Gamer is basically a remake of Death Race or The Running Man or any other movie with the overused plot of death row inmates involved in some crazy killing game that allows them to eventually earn their freedom. This game is called Slayers, and in it, people have the ability to control the death row inmates (through mind control technology, of course) in a free-for all shootout. Is it a great plot? No, but I loved what N/T did with the first two Crank movies, and this plot seemed like the perfect vehicle for them to blow everything up on a large scale.

What I got instead was a slow, boring, poorly shot film that at times took itself way too seriously, which is a shame, because one of my favorite things about N/T is that they don’t take themselves seriously at all (or so I thought). Gamerfollows Kable (Gerard Butler) who you know is a bad-ass because he spells his name with a K. Butler delivers another very solid performance. The guy deserves to be an action star who does Clive Owen like roles, not Jason Statham roles. Michael C. Hall’s performance has not been received well and I really disagree with that. If you just his performance as compared to performances in real movies, then it’s not good. But if you judge it for being in a N/T movie, it was exactly what I wanted. It was deliciously over the top, with Hall just hamming up his southern accent the entire time. There’s a slew of other actors who were in the movie for about two seconds, which was really strange, but to me, the best of them was Milo Ventimiglia as Rick Rape. With a name like that, I really don’t have to explain the character.

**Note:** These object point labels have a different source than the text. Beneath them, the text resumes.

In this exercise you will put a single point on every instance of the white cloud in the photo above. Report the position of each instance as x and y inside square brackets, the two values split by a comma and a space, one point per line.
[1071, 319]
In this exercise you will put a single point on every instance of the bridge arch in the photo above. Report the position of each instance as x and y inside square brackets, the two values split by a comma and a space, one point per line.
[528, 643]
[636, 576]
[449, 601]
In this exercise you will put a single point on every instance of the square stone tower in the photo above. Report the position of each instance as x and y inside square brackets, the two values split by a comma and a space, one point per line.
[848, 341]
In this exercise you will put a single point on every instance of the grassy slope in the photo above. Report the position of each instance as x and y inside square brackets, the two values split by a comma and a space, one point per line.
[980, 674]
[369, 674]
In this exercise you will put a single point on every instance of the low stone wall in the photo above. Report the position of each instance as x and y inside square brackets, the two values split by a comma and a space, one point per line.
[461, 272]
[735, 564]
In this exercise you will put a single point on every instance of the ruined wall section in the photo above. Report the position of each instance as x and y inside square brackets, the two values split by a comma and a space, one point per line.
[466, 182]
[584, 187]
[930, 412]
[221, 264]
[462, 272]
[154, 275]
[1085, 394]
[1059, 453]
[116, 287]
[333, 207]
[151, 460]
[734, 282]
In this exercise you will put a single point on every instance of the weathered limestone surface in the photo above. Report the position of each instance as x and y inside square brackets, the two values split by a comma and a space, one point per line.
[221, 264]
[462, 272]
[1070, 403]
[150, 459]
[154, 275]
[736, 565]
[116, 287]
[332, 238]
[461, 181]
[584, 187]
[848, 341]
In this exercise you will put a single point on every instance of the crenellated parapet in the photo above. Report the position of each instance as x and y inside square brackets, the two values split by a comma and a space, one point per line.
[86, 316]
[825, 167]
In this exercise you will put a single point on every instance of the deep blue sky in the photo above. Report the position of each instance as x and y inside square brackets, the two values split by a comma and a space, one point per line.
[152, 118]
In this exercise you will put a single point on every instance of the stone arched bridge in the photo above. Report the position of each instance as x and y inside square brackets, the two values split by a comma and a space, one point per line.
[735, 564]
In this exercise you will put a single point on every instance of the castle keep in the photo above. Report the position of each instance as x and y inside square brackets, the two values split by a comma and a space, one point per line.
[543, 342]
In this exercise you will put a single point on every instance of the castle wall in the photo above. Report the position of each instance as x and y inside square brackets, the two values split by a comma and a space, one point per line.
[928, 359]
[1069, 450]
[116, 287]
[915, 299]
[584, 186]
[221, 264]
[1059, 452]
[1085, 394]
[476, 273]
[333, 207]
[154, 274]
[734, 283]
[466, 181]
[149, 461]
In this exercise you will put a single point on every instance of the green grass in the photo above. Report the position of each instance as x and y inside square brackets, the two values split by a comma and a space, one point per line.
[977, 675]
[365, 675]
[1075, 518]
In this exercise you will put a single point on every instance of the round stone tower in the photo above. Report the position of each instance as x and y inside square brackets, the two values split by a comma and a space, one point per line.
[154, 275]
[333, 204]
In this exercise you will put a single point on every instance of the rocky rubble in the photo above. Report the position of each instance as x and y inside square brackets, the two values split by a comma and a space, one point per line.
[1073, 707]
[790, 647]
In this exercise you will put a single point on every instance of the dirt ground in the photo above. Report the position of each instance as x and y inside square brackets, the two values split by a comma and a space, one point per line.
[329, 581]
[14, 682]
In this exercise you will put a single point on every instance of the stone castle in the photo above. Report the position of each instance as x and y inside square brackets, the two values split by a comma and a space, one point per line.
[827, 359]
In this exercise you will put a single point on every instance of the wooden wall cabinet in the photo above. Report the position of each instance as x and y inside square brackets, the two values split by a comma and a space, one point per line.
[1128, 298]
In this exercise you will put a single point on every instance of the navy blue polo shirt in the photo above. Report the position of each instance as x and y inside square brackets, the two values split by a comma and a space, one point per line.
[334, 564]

I still maintain that the framework to an awesome action movie was there. There are three slayer sequences, which should have ranked in the most ridiculous things I’ve ever seen, but instead rank in the most boring action set pieces I’ve ever seen. They’re not shot well, and there is never any sense of tension or conflict, which I wouldn’t mind, if they had been out of control, which they weren’t. This may sound strange, but the violence just wasn’t gratuitous enough for me. Whenever there was violence, especially in the beginning, it was connected to slayers, and therefore part of the plot. Never did we get a scene where I thought, “that action doesn’t need to be here” or “that violence is too much” and the problem is I wanted to think that.

My biggest gripe with the movie was that it tries for serious themes and emotions, and that’s just not something that N/T can do, or something that people want from a N/T movie. There were aspects of the movie that were super weird (namely an entire section of the movie known as “society”) and they were awesome. It was exactly what I wanted out of the movie. The aforementioned Rick Rape could have been classic if the movie around him wasn’t so mundane. I even bought into the song and dance sequence that proceeds the climax (a climax which really sucked, I might add), and no one else in the world seemed to have liked that.

As much as I went to the theater wanting to love this movie, I can’t even go as far as to recommend anyone see it. Gamer promises us action and uber-weirdness but delivers us boring set pieces and just basic weirdness. The morale of the story is, don’t ever see anything Ludacris is in (Luda!). That rule never fails.